Covariates and Sample Characteristics
At baseline, participants reported sociodemographic characteristics and their preferred language. Housing security was added to the baseline assessment in January 2017. LACE index (a predictor of readmission and mortality risk that considers LOS, admission acuity, comorbidities, and ED use, and ranges from 1 (lowest risk) to 19 (highest risk)38) and index hospitalization LOS were derived from EHRs.
Treatment Fidelity
For MP, intervention delivery was monitored through checklists completed by the nurse and mentor at each encounter. We defined intervention “per protocol” as receiving a nurse contact within 1 week (either inpatient or telephone) and at least 2 mentor contacts within 30 days of discharge.
Statistical Methods
Analyses were performed using IBM SPSS Statistics (IBM Corporation, Armonk, NY) and MPLUS.39 Descriptive analyses were conducted to describe the sample and examine baseline differences by group.
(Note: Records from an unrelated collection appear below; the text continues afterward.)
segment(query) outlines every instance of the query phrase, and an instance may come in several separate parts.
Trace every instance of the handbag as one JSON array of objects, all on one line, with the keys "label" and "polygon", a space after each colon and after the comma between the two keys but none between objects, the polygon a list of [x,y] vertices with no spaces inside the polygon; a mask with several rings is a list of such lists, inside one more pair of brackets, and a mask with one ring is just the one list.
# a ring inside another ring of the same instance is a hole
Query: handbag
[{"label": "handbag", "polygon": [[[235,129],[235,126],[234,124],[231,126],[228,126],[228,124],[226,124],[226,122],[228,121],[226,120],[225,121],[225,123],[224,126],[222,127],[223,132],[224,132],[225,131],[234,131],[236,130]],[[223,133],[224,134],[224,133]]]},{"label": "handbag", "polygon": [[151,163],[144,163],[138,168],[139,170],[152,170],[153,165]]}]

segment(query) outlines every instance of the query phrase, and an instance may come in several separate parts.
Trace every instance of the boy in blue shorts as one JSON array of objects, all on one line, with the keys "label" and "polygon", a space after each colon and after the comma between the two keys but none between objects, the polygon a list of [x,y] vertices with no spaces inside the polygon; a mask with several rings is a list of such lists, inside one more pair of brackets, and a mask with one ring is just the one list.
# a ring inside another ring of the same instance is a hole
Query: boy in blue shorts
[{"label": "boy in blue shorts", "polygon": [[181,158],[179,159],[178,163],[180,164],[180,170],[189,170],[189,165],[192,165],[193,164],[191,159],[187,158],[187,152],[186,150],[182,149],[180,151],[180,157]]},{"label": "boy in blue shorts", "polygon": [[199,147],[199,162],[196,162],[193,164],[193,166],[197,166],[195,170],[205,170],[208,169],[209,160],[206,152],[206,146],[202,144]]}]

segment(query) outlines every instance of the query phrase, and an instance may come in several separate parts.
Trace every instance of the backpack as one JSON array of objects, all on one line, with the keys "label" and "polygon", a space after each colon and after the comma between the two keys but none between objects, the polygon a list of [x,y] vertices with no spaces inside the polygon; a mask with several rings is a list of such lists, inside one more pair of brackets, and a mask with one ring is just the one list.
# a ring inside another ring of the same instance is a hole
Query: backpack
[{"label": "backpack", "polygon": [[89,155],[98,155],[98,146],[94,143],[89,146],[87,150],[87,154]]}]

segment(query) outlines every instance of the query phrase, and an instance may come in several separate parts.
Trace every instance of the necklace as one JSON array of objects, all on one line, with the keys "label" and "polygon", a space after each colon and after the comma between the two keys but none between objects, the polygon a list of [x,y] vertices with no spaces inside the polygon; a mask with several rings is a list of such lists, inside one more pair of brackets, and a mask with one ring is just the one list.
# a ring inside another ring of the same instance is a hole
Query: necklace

Missing data analyses were conducted for the patient-reported outcomes only, since all participants had hospital outcomes, and examined associations of missingness with demographic and health variables shown in Table 1.
Table 1.
Sample Sociodemographic and Health Characteristics at Baseline, Overall, and by Group
Variable | Total sample* N=536 |
Usual care N=265 |
Mi Puente N=271 |
P |
---|---|---|---|---|
Sociodemographic characteristics | ||||
Age (M SD) | 62.30 (13.19) | 62.66 (12.21) | 61.94 (14.10) | 0.53 |
Sex (N %) | 0.60 | |||
Male | 279 (52.1) | 141 (53.2) | 138 (50.9) | |
Female | 257 (47.9) | 124 (46.8) | 133 (49.1) | |
Race (N %) | 0.63 | |||
White | 150 (28.6) | 67 (26.0) | 83 (31.2) | |
Black or African American | 3 (0.6) | 1 (0.4) | 2 (0.8) | |
American Indian or Alaskan Native | 8 (1.5) | 4 (1.6) | 4 (1.5) | |
Asian | 1 (0.2) | 0 (0.0) | 1 (0.4) | |
Native Hawaiian or other Pacific Islander | 2 (0.4) | 1 (0.4) | 1 (0.4) | |
More than one race | 35 (6.7) | 21 (8.1) | 14 (5.3) | |
Some other race | 325 (62.0) | 164 (63.6) | 161 (60.5) | |
Education (N %) | 0.03 | |||
< High school education | 247 (48.1) | 134 (53.2) | 113 (43.3) | |
≥ High school education | 266 (51.9) | 118 (46.8) | 148 (56.7) | |
Income (N %) | 0.68 | |||
< 30,000 year | 414 (83.8) | 207 (83.1) | 207 (84.5) | |
≥ 30,000 year | 80 (16.2) | 38 (15.5) | 42 (16.9) | |
Employment (N %) | 0.65 | |||
Employed | 106 (20.5) | 50 (19.7) | 56 (21.3) | |
Not employed | 411 (79.5) | 204 (80.3) | 207 (78.7) | |
Marital status (N %) | 0.14 | |||
Married/cohabitating | 260 (48.5) | 137 (51.7) | 123 (45.4) | |
Not married/cohabitating | 276 (51.5) | 128 (48.3) | 148 (54.6) | |
Place of birth (N %) | 0.08 | |||
USA | 137 (25.6) | 58 (21.9) | 79 (29.2) | |
Mexico | 390 (72.8) | 204 (77.0) | 186 (68.6) | |
Other | 9 (1.7) | 3 (1.1) | 6 (2.2) | |
Language (N %) | 0.09 | |||
Spanish | 412 (76.9) | 212 (80.0) | 200 (73.8) | |
English | 124 (23.1) | 53 (20.0) | 71 (26.2) | |
Insurance (N %) | 0.43 | |||
Uninsured | 39 (7.3) | 17 (6.4) | 22 (8.2) | |
Insured (any) | 495 (92.7) | 248 (93.6) | 247 (91.8) | |
Housing security† (N %) | 0.96 | |||
Stable housing | 379 (89.6) | 188 (89.5) | 191 (89.7) | |
Unstable housing | 44 (10.4) | 22 (10.5) | 22 (10.3) | |
Health characteristics | ||||
Total qualifying cardiometabolic conditions (M/SD) | 3.33 (1.37) | 3.35 (1.41) | 3.31 (1.33) | 0.75 |
Total qualifying behavioral health concerns (M/SD) | 2.98 (1.61) | 3.03 (1.66) | 2.93 (1.56) | 0.47 |
LACE index (M/SD) | 7.36 (2.33) | 7.47 (2.25) | 7.26 (2.41) | 0.31 |
Index visit length of stay, days (M/SD) | 4.66 (5.24) | 4.45 (5.52) | 4.87 (4.95) | 0.35 |
*Sample sizes differ due to missing data for individual variables
†Self-reported housing security was added in January 2017 and is not available on the entire sample
Variables that differed by group at baseline were added as covariates to account for non-equivalence, along with age, sex, and LACE index. Statistical significance was assessed at alpha <.05. Unstandardized regression coefficients (B) or odds ratios (OR), 95% confidence intervals, and P values are reported. The primary analyses followed intention-to-treat principles. Sensitivity analyses were also conducted, limiting the MP group to those who received the intervention per protocol as defined above.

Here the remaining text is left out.